I have a spreadsheet of students that is similar to the following:

enter image description here

Could anyone point me into a direction that would allow me optimize this list into two groups and maintaining the family to be in the same group? Meaning - All of Family ID 286 need to be in the same group A or B? All while balancing CourseID to be as close to a 50/50 split as possible? The end goal is to have each course ID split as equally as possible and maintain families within the same group.

Unfortunately I don't even know what kind of math this would be - so not sure what tag to assign it to? Thanks!

2

There are 2 best solutions below

2
On BEST ANSWER

Number the students from $1$ to $n$. For each student $k$ we'll have a variable $x_k$ that takes the value $0$ or $1$, where $0$ indicates that the student is assigned to group A, and $1$ that he is assigned to group B. For each class, we need an equation, or an inequality, indicating that about half the class is in group B.

For example, suppose one class is made up of students $1,2,4,8,9,11,14$. There are $7$ students in the class, so ideally we want $$3\leq x_1+x_2+x_4+x_8+x_9+x_{11}+x_{14}\leq4$$ When students are in the same family, their variables must take the same value. If students $4,8,17$ are in the same family, then we have the equations $$x_4=x_8\\x_4=x_{17}$$

This then is a problem in $0$-$1$ integer linear programming, in which only the constraints must be satisfied, and unfortunately, this is known to be NP-complete.

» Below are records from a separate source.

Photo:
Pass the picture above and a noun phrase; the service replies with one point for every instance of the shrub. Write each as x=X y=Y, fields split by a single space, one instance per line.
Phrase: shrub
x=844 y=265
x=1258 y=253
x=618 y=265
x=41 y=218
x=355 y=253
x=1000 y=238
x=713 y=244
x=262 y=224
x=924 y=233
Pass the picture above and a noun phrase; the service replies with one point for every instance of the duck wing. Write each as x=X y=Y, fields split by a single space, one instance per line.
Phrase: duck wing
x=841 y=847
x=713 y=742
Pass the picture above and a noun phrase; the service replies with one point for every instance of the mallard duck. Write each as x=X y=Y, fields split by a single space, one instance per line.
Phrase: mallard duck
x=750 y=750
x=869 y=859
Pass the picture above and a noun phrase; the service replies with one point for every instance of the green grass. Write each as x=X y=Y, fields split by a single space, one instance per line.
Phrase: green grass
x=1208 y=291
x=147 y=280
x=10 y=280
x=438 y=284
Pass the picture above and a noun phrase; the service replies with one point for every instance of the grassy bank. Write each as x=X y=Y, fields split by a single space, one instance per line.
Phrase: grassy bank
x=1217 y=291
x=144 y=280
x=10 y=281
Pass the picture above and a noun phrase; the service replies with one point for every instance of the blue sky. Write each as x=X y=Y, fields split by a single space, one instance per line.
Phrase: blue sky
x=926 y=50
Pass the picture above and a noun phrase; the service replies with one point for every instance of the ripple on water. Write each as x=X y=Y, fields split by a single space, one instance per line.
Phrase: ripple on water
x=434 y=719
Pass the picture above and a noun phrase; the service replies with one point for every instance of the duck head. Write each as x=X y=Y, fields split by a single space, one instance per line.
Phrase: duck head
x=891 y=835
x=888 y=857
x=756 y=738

In the form I have stated the problem, it isn't necessarily true that a solution exists, so we should perhaps loosen the requirements. For each class, define the "assignment error" to be the difference between the number of group B students in the class and half the class size. For the example class above, the error would be $$\left\lvert x_1+x_2+x_4+x_8+x_9+x_{11}+x_{14}-3.5\right\rvert$$ Then we would seek to minimize the sum of the assignment errors over all classes, subject to the family constraints.

Still we have $0$-$1$ variables, so I believe, though I'm not certain, that it's still NP-complete. I am not at all expert in this area, as I imagine has been apparent from the discussion. I've edited the tags in hopes of attracting the attention of an expert.

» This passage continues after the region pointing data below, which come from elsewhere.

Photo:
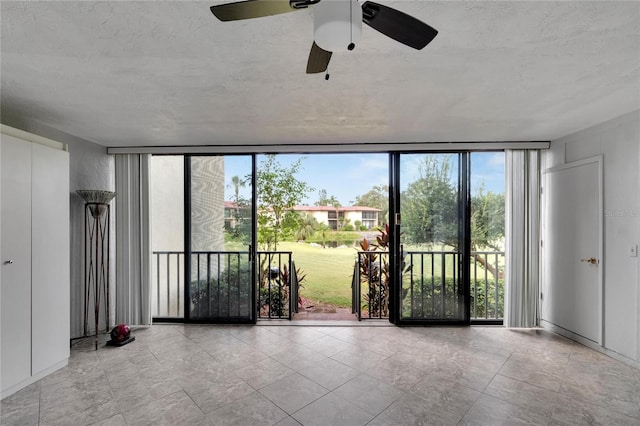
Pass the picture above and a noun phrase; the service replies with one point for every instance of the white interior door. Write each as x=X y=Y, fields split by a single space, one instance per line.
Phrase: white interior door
x=572 y=248
x=50 y=257
x=15 y=292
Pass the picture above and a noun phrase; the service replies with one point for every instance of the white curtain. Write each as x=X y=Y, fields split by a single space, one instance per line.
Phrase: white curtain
x=522 y=237
x=133 y=240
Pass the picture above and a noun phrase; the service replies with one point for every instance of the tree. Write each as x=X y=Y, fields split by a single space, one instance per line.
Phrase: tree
x=429 y=205
x=278 y=191
x=378 y=198
x=430 y=212
x=487 y=226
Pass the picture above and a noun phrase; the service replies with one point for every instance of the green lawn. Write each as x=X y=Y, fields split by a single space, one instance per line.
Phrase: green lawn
x=328 y=272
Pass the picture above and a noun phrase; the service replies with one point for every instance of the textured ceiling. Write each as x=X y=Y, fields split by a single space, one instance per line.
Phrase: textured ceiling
x=168 y=73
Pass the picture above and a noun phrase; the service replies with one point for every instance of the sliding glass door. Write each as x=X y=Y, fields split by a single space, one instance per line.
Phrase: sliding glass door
x=219 y=227
x=431 y=235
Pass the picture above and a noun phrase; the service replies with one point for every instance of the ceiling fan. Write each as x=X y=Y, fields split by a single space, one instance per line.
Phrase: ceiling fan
x=337 y=24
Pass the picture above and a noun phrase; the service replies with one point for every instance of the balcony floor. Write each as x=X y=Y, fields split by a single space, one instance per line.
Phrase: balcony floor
x=332 y=375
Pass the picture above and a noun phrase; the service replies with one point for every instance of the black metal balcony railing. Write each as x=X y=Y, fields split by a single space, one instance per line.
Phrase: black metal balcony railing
x=277 y=285
x=220 y=285
x=430 y=285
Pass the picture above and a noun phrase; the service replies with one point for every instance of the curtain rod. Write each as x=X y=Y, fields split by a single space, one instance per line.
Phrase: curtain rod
x=328 y=148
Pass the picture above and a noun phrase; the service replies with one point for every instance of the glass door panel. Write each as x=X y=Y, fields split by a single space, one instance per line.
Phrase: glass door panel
x=220 y=239
x=431 y=235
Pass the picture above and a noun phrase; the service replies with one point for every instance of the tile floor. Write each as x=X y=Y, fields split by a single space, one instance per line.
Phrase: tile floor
x=333 y=375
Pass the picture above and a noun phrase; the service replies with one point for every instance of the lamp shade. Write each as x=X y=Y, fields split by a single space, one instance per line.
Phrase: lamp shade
x=336 y=24
x=98 y=198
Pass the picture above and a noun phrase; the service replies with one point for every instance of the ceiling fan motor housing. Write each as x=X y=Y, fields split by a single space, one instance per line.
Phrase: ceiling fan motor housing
x=337 y=24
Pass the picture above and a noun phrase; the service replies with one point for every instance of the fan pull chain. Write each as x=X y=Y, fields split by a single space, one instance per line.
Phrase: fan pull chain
x=351 y=45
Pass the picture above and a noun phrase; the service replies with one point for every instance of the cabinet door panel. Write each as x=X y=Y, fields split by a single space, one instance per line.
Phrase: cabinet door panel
x=15 y=291
x=50 y=253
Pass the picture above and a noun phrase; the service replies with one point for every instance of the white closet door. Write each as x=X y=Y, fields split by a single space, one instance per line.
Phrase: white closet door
x=50 y=254
x=15 y=291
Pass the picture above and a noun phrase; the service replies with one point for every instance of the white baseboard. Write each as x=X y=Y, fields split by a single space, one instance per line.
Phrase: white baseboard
x=589 y=343
x=23 y=384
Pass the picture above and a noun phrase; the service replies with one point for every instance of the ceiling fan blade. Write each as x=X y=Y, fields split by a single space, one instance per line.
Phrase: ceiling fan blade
x=397 y=25
x=318 y=59
x=250 y=9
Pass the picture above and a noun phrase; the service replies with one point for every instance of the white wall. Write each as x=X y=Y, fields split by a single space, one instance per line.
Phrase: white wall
x=90 y=167
x=618 y=140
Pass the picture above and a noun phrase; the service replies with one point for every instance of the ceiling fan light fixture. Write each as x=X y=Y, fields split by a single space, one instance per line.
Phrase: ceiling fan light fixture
x=337 y=24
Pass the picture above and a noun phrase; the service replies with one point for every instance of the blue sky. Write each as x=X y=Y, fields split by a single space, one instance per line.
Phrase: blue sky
x=346 y=176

How many students and classes do you have? You should add as much detail as possible to your question, so that if an expert does look at it, he'll be able to give you good advice.

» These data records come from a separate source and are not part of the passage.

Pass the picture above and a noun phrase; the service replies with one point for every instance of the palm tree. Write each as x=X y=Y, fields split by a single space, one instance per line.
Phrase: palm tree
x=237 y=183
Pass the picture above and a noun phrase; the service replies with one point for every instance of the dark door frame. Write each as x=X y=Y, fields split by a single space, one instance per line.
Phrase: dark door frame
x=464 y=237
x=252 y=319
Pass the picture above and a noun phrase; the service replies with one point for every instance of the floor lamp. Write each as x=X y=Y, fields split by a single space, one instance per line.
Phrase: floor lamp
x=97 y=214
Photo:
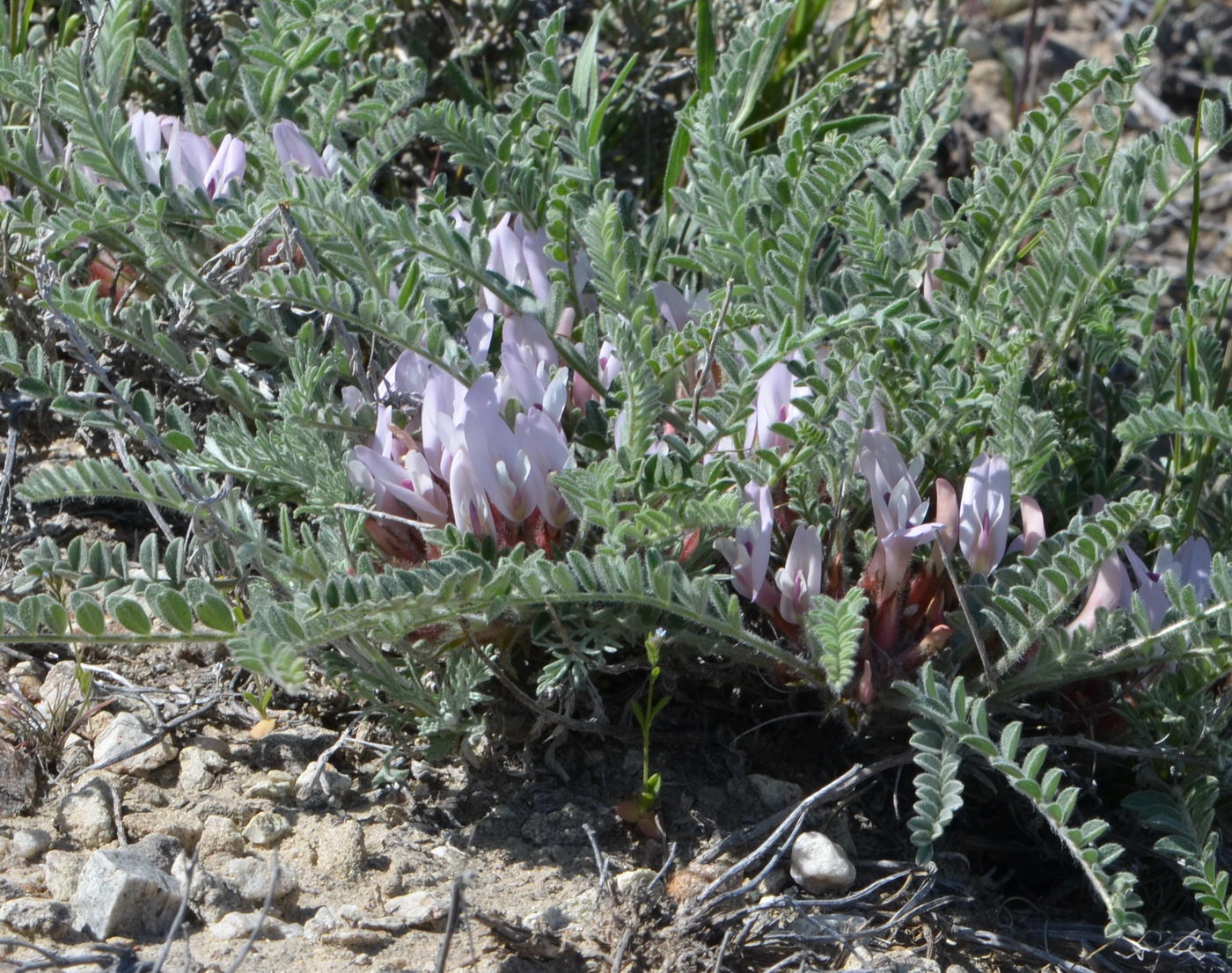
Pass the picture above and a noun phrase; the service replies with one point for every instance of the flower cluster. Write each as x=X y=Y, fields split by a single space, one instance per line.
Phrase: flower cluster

You'll almost surely need software to do the problem, unless it's very small, and I'm sure there would be a learning curve. Here's a list of such software to get you started.

Also, if you don't have any luck here, you might try https://scicomp.stackexchange.com/ which seems to have related questions.

Sorry I can't be of more help. Good luck.

5
On

As @saulspatz described, you can solve the problem exactly via integer linear programming. An alternative heuristic approach to this partition problem is to apply a greedy algorithm that is guaranteed to be no more than 17% above optimal and is typically closer than 17%. First merge all students from the same family, yielding one positive integer count per family. Then sort the families in decreasing order of this count. Finally, loop through this list, adding each family to the group that has the smaller number of people.